Hacker News new | ask | show | jobs
by alexggordon 4067 days ago
This website is great. However, this doesn't actually touch on the real issue.

I work at a MSSQL shop, and all of us know and are convinced that PG is better. Most of us use PG for our side projects and some of the dev's don't even use windows that much, with some custom MSSQL plugins we've built for linux. However, the problem still exists, of how do you port a ton of Databases over to Postgres? We're a multi-tenancy shop, so close to zero downtime is very important, and it would get really complicated if we ran multiple production versions of our app, one with a PG adapter and one with a MSSQL adapter.

A cursory Google search will show that you aren't going to get a ton of help converting them[0][1], not to mention the overhead of switching 20 developers from MSSQL to PG overnight.

This website is however excellent at convincing people to use PG over MSSQL. Perhaps, given the direction that Microsoft is going, they'll open source MSSQL overnight and it will become something competitively similar to PG in the long run.

[0] http://www.convert-in.com/mss2pgs.htm

[1] https://wiki.postgresql.org/wiki/Microsoft_SQL_Server_to_Pos...

2 comments

PostgreSQL doesn't have clustered indexes, materialized views, partitioned views, or a sane backup/restore procedure.

If you're already a licensed MSSQL customer, I'm not sure what advantages PostgreSQL could really have compared to it's slower performance and much higher operational costs.

Postgres absolutely has materialized views (I don't know what makes a backup / restore procedure "sane", but having had to do it for both SQL Server and Postgres I would definitely call Postgres's "saner").
It has a feature named materialized views, but it isn't close to being the real feature that MSSQL calls it.
> It has a feature named materialized views, but it isn't close to being the real feature that MSSQL calls it.

MSSQL doesn't have a featured called materialized views, it has a feature called indexed views which happens to implement a fairly robust version of the general DB pattern called materialized view.

PG has less mature materialized views (which are called materialized views) starting from 9.3, with additional features in 9.4, and which can be expected to mature further over at least the 9.5 and 9.6 cycles, from what I've seen various places. Certainly, SQL server is ahead on materialized views, but its not an "SQL server has them, Postgres doesn't" kind of thing.

SQL server can't do materialized views that refresh on demand, while postgres can't do materialized views that refresh automatically.

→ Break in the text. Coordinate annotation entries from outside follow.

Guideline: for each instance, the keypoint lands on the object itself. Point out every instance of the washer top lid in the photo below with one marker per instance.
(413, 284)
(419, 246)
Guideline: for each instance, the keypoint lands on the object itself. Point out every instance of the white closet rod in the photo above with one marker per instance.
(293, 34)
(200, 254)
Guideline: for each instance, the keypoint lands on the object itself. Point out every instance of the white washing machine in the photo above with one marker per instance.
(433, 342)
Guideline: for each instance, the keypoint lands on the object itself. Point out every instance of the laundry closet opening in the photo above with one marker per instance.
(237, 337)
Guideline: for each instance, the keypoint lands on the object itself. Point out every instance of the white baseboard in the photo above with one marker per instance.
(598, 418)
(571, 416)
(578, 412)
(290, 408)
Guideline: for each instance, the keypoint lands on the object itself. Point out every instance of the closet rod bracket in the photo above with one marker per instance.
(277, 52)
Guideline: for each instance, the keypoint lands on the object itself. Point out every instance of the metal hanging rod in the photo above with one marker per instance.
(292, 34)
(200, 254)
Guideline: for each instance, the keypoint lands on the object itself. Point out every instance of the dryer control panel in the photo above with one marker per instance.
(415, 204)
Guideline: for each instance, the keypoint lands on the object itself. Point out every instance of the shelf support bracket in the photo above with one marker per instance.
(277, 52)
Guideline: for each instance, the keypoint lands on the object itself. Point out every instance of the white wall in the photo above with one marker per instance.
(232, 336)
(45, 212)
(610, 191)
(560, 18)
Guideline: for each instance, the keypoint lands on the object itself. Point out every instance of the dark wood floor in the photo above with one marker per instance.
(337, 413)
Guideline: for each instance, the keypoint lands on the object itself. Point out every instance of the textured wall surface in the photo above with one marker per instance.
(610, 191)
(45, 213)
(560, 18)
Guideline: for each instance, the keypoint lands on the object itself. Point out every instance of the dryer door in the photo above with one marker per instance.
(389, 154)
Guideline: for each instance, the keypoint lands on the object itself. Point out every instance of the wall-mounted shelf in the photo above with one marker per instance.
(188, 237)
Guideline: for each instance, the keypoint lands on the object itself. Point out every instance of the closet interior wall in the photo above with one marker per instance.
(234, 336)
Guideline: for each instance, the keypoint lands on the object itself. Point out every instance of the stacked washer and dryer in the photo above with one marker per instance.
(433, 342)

Personally, I saw materialized views that refresh on demand used much more than materialized views that refresh automatically, even though Oracle can be both.

Well I can't think of a scenario where I want a single-updated materialized (or indexed) views. Because I can already do that by creating a table from a SELECT statement. So I don't see the point or use of what PG has implemented. I asked in IRC and got the same answer. It's like saying a read-only table supports updates cause you can drop it and rebuild it with the new data.

When would anyone really need PG's version of this feature over creating a table from a query? Out of all the usages of "I need an indexed/materialized view", PG covers essentially none of them, at least that I can think of.

Anything you can do with materialized/indexed views (including most conceivable update models) you can do with the right combination of creating tables with SELECT statements and the right triggers to rebuild and/or update the tables.

What specialized syntax for materialized views and related configuration provides is some combination of clarity of intent, developer convenience, performance improvements over the most naïve update implementations, and additional information for the planner to use to optimize queries.

Postgres current level of support for named-as-such MVs provides basically the first two benefits for certain situations (and a little bit of the third in certain situations via REFRESH MATERIALIZED VIEW CONCURRENTLY.)

re: Materialized Views: I stand corrected! Thanks. (CREATE MATERIALIZED VIEW was introduced in v9.3)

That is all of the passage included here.